Most of
us understand local SEO (define)
strategies on traditional search engines such as Yahoo
and Google. We've done this form of local SEO for years.
The
process typically involves geographic-based keyword
analysis. Business locations are segmented into
neighborhood, Zip Code, city, county, state, region, and
other geo-qualifying derivations. Unique Web site pages
serve as geobased entry points to capture local
consumers searching for local businesses. Authoritative
geobased external linking strategies serve to anchor a
business location and relevancy.
In the
next few years, we'll see a significant rise in small
business adoption of Web sites and Web site marketing
solutions. These all require local Internet marketing.

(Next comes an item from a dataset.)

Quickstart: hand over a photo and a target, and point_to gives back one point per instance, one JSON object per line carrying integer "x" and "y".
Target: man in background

Understanding how to employ a local SEO strategy will
become fundamental for Internet marketers servicing
small businesses.
But
don't get too comfortable with what you already know
about local SEO. A new form of local SEO is being thrust
into the mainstream. It requires different methods and
tactics. In this two-part series, I'll address
strategies underlying a new form of local SEO.
This
new form of local SEO was born as a result of major
search engines Google, Yahoo, MSN, and others segmenting
their local search properties to create distinct local
search engines.
Major
search engines decision to create distinct local search
properties came as a result of an increased
understanding of user intent. Combining their knowledge
of user intent with a basic knowledge of local
consumption patterns, the engines created unique local
search results based on algorithms tailored for local
search.
Local
search engines promote a business location and proximity
to the searcher, as well as its reputation and core
details. These factors come together in the local search
arena to create a new canvas for search engine
optimizers. This canvas, which is currently blank for
most businesses, takes the form of structured business
profile pages, user reviews, and business ratings. These
factors will soon become a key concentration point for
search marketers and small businesses alike.
One of
the most distinctive local search engine characteristics
is a reliance on user-generated content. User-generated
content is provided to search engines directly by the
public. User-generated content is, by nature, biased.
New
local search engines (even Internet Yellow Pages
shifting to become pure local search engines, such as
Verizon SuperPages.com) understand the importance of
aggregating detailed, qualitative, and rich business
content from business owners and customers.
User-generated content is an inexpensive way for local
search utilities to aggregate qualitative, rich business
content that can drive a pure local search query. Such
content isn't easily obtained through traditional
business data providers, such as InfoUSA and Acxiom, nor
by crawling the unstructured Web for local data when
nearly half of all small businesses don't have Web
sites.
From an
SEO perspective, user-generated content provides a
unique opportunity for businesses to manage and monitor
the distribution of their core business data as well as
published opinions regarding their businesses. Today,
all major local search providers enable businesses to
self-populate structured business profiles while
enabling users to generate reviews and ratings.
User-generated business profiles provide rich business
description details, often referred to as meta content,
within a structured display environment. Business
profile meta content includes such data fields as brands
offered, services provided, certifications, payment
types, hours of operation, and other core business
descriptors.
Free to
the business owner, basic business profiles replace the
function of Web page content in traditional SEO.
Profiles provide optimizers with a structured business
information template to boost a local business rank
within the local search engines utilizing traditional
on-site optimization tactics.
User
reviews, published opinions about a business, are
another form of user-generated content used by local
search engines. In theory, these reviews are derived
from actual customers. In practice, reviews can come
from a business owner, a competitor, or a local search
engine optimizer.
Ironically, business profiles (even paid profiles)
submitted by business owners may contain user-generated
content in the form of user reviews that's not provided
by the business owner.
There's
no real corollary in traditional SEO to the feeling of
posting a quality business profile, only to have another
user interject his opinion of the business within that
profile in the form of a review. It's like someone
spray-painting on your garage or planting flowers
outside your home.
User-generated content also takes the form of ratings.
Business ratings generally appear as a numerical star
ranking. Most important is the fact many local search
engines enable a user to sort business listing results
on the basis of ratings. It's simple and painless to
give a business a rating as an owner, a customer, or
even a competitor.
When
was the last time you rated your business, or your
client's business, across the new local search
utilities?
What's
your star value?
In
local search, user-generated content is king. It creates
a unique opportunity for those with the foresight to
formulate local SEO strategies.
Yet,
user-generated content will soon create a disquieting
quality-control problem for local search engines, much
as spam and over-optimization affected traditional
search engines.
In part
two of this series, we'll look deeper into the emerging
field of local SEO and the role of user-generated
content. In doing so, we'll take a closer look at a new
breed of user-generated business content providers that
help shape the local search marketplace.
In the
interim, spend some time reaching for the stars.